Functions

This page provides a detailed documentation of the CLARINET functions, defined under (runClarinet).

creating ECLG from BioRECIPE

runClarinet.create_eclg(interaction_filename, model_dict)[source]

This function creates the ECLG where a node is an event (e.g., biochemical interaction) and there is an edge between two nodes (two events) if they happen to occur in the same paper. The reading output file is in BioRECIPE format.

Parameters
  • interaction_filename (str) – The path of the reading output file (extracted events)

  • model_dict (dict) – Dictionary that holds critical information of each baseline model element

Returns

G – Event CoLlaboration Graph

Return type

Graph

creating ECLG from others

runClarinet.create_eclg_el(interaction_filename, model_dict)[source]

This function creates the ECLG where a node is an event (e.g., biochemical interaction) and there is an edge between two nodes (two events) if they happen to occur in the same paper. The reading output file header must contain the following fields: Element Name, Element Type, Element Identifier, PosReg Name/Type/ID, NegReg Name/Type/ID and Paper ID.

Parameters
  • interaction_filename (str) – The path of the reading output file (extracted events)

  • model_dict (dict) – Dictionary that holds critical information of each baseline model element

Returns

G – Event CoLlaboration Graph

Return type

Graph

assigning weights to nodes

runClarinet.node_weighting(G, freqTh, path)[source]

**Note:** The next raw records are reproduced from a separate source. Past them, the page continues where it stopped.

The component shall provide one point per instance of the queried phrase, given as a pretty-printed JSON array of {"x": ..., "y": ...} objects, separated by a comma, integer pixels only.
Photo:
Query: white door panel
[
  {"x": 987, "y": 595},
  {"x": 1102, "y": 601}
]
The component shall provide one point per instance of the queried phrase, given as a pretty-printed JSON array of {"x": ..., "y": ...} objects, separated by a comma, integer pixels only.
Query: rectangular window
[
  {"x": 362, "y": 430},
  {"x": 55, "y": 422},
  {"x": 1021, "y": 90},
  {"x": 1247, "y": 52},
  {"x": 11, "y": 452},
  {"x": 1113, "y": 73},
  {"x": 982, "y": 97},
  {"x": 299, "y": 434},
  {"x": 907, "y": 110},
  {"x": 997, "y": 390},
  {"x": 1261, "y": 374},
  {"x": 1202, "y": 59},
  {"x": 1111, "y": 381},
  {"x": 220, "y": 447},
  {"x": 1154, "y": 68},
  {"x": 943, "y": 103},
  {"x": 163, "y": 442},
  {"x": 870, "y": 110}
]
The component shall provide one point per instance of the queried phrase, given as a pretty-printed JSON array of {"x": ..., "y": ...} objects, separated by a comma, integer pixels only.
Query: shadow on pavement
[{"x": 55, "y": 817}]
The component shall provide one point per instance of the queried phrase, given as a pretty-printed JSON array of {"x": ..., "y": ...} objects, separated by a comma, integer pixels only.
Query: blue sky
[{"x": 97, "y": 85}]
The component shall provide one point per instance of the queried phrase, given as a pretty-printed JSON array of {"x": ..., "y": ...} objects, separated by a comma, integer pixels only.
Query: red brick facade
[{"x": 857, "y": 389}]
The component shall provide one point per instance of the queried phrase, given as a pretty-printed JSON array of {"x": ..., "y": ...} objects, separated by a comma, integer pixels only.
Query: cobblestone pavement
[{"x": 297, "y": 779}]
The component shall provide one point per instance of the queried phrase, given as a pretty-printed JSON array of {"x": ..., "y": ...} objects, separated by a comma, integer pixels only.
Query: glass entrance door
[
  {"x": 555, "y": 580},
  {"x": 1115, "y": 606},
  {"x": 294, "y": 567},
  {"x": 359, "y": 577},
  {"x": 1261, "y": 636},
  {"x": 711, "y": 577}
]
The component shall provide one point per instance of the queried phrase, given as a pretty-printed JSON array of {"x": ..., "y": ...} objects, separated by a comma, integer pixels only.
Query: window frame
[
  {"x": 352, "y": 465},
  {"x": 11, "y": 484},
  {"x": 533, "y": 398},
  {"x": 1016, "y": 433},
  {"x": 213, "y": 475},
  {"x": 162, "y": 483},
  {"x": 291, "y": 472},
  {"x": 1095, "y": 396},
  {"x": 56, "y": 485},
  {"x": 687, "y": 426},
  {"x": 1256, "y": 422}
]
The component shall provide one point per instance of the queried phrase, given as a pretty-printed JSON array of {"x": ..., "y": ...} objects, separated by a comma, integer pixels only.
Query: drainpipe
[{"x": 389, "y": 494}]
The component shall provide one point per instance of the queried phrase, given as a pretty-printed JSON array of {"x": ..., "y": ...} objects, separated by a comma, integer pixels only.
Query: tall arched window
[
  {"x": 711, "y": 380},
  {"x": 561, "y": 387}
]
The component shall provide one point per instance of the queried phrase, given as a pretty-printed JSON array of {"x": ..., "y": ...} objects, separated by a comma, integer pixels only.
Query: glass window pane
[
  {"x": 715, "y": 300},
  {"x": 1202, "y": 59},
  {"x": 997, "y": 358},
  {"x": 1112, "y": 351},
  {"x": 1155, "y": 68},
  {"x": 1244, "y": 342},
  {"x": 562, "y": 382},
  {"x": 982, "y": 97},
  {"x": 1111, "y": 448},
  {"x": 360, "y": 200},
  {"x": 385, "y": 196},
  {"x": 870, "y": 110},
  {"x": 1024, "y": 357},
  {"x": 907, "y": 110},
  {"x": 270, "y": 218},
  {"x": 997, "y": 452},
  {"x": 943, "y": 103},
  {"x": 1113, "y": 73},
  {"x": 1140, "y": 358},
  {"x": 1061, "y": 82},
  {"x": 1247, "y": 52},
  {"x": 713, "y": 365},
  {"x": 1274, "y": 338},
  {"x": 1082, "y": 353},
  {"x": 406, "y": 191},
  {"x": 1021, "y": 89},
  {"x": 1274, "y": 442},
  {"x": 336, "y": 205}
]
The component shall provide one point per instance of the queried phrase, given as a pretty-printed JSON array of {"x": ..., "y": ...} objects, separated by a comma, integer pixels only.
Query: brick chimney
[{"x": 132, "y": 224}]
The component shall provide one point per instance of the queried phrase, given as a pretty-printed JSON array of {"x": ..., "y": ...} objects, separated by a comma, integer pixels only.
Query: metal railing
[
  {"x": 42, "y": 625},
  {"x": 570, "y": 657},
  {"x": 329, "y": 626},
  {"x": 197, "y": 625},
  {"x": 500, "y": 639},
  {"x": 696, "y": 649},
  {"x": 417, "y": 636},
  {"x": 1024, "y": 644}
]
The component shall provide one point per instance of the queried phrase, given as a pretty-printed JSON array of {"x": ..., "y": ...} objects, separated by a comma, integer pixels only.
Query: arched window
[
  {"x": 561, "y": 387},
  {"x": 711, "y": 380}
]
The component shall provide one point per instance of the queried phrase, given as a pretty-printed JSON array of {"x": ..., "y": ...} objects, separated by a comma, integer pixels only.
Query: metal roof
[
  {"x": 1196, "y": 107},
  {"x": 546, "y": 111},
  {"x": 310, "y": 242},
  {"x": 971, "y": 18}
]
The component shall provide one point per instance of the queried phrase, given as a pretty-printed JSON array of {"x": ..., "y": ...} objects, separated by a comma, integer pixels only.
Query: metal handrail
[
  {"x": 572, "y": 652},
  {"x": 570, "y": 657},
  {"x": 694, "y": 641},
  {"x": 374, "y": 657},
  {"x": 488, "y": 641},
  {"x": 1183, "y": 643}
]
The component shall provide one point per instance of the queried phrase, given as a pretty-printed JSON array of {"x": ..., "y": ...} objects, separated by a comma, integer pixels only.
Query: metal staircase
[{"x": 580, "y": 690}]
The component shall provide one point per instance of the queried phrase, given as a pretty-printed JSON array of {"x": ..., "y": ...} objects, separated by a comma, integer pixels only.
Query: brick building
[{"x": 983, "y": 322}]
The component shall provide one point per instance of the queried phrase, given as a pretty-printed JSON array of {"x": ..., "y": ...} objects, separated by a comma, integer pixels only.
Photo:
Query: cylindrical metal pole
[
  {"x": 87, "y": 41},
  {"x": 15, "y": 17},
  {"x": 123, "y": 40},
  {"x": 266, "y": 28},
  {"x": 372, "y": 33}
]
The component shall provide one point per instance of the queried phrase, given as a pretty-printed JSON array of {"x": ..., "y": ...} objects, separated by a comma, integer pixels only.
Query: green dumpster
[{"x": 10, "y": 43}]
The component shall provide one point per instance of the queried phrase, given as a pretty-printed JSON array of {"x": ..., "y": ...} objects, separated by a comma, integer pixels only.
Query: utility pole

This function assigns weights to graph nodes using frequency class, and returns a new ECLG after removing less frequent nodes. In the meantime, ECLG nodes and their freqClass level, ECLG edges before and after the removal will be saved to specified directory.

Parameters
  • G (undirected graph) – Event CoLlaboration Graph

  • freqTh (int) – Frequency class threshold value, events (nodes) having FC greater than this value will be removed

  • path (str) – The output directory where the genereted files will be saved

Returns

G – a new ECLG after the removal of less frequent nodes

Return type

undirected graph

assigning weights to edges

runClarinet.edge_weighting(G, path, weightMethod)[source]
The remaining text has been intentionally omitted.